Jia Zhen, Jia Lian et les autres répondirent plusieurs fois « Oui », et conduisirent le docteur Wang dans le bureau extérieur. Le docteur Wang dit : « La vénérable dame n’a aucune maladie sérieuse ; elle a simplement attrapé un léger refroidissement. En vérité, elle n’a pas besoin de médicaments. Qu’elle mange des aliments légers et se couvre bien, et elle guérira. Je vais maintenant écrire une ordonnance. Si la vieille dame veut la prendre, qu’on prépare une décoction selon la prescription ; si elle préfère s’en passer, qu’il en soit ainsi. » Ayant dit cela, il but du thé et rédigea l’ordonnance. Il allait prendre congé, quand on vit la nourrice sortir avec la petite Dajie dans les bras, disant en riant : « Docteur Wang, examinez-la aussi, je vous prie. » Le docteur Wang, l’entendant, se leva promptement ; prenant la main de Dajie de sa main gauche, il lui palpa le pouls de la droite, puis lui toucha la tête, et lui fit tirer la langue pour l’examiner.
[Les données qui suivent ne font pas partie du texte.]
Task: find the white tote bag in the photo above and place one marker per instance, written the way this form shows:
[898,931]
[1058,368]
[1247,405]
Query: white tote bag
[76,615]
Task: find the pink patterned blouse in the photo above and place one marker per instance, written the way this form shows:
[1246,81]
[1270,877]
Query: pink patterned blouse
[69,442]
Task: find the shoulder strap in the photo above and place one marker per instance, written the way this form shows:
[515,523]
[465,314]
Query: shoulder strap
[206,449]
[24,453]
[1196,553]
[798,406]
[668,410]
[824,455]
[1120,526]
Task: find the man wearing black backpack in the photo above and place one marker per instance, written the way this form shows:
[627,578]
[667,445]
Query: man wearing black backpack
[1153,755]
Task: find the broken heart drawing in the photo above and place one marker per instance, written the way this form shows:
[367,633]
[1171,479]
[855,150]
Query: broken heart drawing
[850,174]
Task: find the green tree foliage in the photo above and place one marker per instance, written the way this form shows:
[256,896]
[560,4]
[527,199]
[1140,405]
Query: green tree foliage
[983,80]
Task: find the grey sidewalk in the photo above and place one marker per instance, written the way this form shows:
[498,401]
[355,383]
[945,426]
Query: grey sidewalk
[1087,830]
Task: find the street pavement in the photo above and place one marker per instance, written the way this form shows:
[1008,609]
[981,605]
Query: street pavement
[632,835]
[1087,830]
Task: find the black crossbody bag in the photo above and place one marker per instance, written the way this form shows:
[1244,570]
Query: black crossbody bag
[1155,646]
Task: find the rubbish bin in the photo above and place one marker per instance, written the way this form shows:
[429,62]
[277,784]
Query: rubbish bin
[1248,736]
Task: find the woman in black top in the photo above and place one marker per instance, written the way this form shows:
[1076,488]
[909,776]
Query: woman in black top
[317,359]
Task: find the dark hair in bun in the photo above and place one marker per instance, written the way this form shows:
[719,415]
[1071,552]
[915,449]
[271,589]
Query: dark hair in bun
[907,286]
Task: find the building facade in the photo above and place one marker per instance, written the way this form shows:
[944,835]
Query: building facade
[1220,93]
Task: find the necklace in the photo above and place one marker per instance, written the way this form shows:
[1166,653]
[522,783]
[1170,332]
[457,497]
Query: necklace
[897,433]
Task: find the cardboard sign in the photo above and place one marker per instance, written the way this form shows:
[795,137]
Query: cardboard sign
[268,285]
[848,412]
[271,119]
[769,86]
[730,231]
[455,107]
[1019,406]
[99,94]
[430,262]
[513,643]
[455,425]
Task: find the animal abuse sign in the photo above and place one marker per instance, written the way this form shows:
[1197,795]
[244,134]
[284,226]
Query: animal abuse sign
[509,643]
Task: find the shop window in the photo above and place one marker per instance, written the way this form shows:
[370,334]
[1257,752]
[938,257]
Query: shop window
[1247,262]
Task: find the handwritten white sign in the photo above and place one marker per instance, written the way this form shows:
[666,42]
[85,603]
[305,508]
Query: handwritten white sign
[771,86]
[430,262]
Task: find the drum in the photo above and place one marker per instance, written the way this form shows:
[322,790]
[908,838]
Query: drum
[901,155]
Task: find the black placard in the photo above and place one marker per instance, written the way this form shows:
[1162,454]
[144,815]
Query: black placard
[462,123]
Il dit en riant : « Je disais bien que cette petite me grondait ! En vérité, il suffit de la laisser jeûner proprement deux repas. Pas besoin de décoction ; je lui enverrai des pilules. Qu’on les dissolve dans du bouillon de gingembre avant de dormir, et elle guérira. » Cela dit, il prit congé et partit.
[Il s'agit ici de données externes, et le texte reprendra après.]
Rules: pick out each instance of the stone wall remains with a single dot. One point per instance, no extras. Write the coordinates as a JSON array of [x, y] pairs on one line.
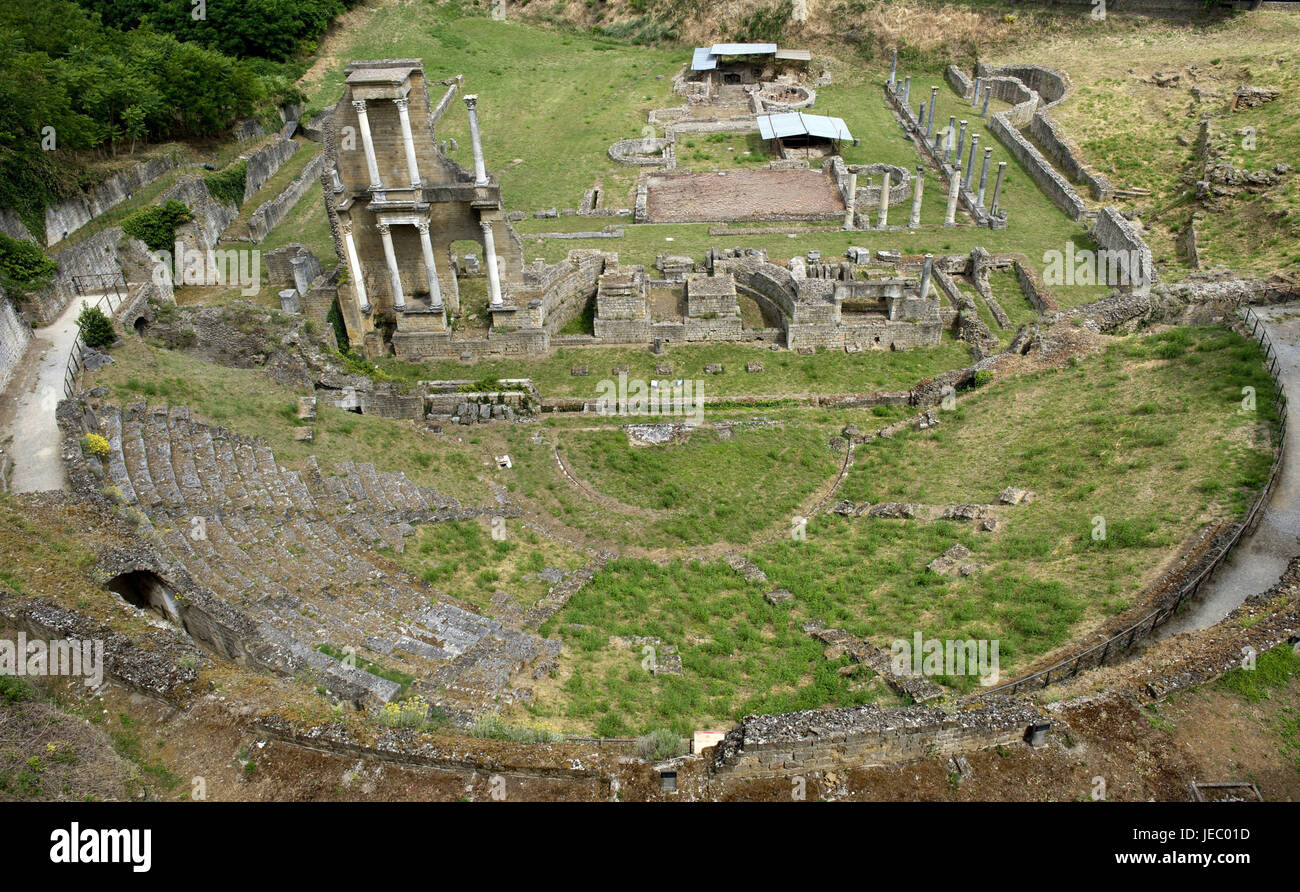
[[14, 337], [863, 736], [70, 215], [273, 212], [1062, 152], [263, 164], [1114, 233]]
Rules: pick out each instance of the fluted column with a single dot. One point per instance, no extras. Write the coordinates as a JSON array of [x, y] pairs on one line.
[[954, 185], [997, 186], [354, 267], [983, 176], [884, 202], [476, 142], [918, 186], [372, 164], [850, 206], [429, 267], [391, 258], [970, 161], [490, 259], [408, 141]]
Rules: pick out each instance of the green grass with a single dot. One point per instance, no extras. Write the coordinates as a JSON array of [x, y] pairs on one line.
[[557, 100], [740, 654], [462, 559], [1272, 672], [706, 489]]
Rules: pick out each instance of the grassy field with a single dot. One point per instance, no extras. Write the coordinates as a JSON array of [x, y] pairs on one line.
[[1143, 135], [739, 653], [1145, 434], [562, 98], [462, 559]]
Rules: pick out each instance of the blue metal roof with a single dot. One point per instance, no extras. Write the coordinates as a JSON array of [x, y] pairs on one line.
[[703, 60], [796, 124], [742, 48]]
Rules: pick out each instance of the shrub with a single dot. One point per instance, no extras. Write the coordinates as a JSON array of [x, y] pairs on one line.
[[226, 186], [24, 265], [659, 744], [96, 329], [94, 444], [156, 225]]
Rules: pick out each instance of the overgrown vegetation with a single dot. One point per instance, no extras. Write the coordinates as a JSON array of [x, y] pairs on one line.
[[156, 224]]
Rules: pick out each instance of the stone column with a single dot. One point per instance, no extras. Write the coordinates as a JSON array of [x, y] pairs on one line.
[[850, 206], [429, 265], [372, 164], [354, 267], [391, 258], [983, 176], [954, 185], [476, 142], [918, 186], [997, 186], [408, 141], [884, 202], [490, 260]]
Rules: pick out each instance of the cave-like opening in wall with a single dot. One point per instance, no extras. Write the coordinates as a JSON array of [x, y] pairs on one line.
[[147, 590]]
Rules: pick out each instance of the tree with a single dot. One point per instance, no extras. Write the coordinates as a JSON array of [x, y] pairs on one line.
[[96, 329]]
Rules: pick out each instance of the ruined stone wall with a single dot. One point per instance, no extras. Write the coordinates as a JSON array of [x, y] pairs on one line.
[[568, 286], [1048, 178], [958, 81], [1062, 152], [861, 736], [209, 216], [272, 213], [1114, 233], [70, 215], [263, 164]]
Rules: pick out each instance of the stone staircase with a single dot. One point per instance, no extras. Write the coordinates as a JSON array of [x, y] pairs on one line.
[[297, 551]]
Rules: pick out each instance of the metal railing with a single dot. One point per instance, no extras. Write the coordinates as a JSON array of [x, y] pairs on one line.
[[113, 294], [1117, 644]]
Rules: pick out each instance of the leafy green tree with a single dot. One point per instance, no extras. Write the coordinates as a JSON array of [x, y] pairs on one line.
[[96, 329]]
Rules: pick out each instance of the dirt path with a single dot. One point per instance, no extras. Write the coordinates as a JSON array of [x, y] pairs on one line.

Jia Zhen et les autres, ayant pris l’ordonnance, revinrent expliquer la situation à la matriarche Jia, posèrent la prescription sur la table et sortirent ; n’en parlons plus pour l’instant. Wang Xifeng, Li Wan, Baochai et les autres sœurs, ayant vu le docteur s’en aller, sortirent de derrière l’armoire. La dame Wang resta un moment, puis regagna sa chambre.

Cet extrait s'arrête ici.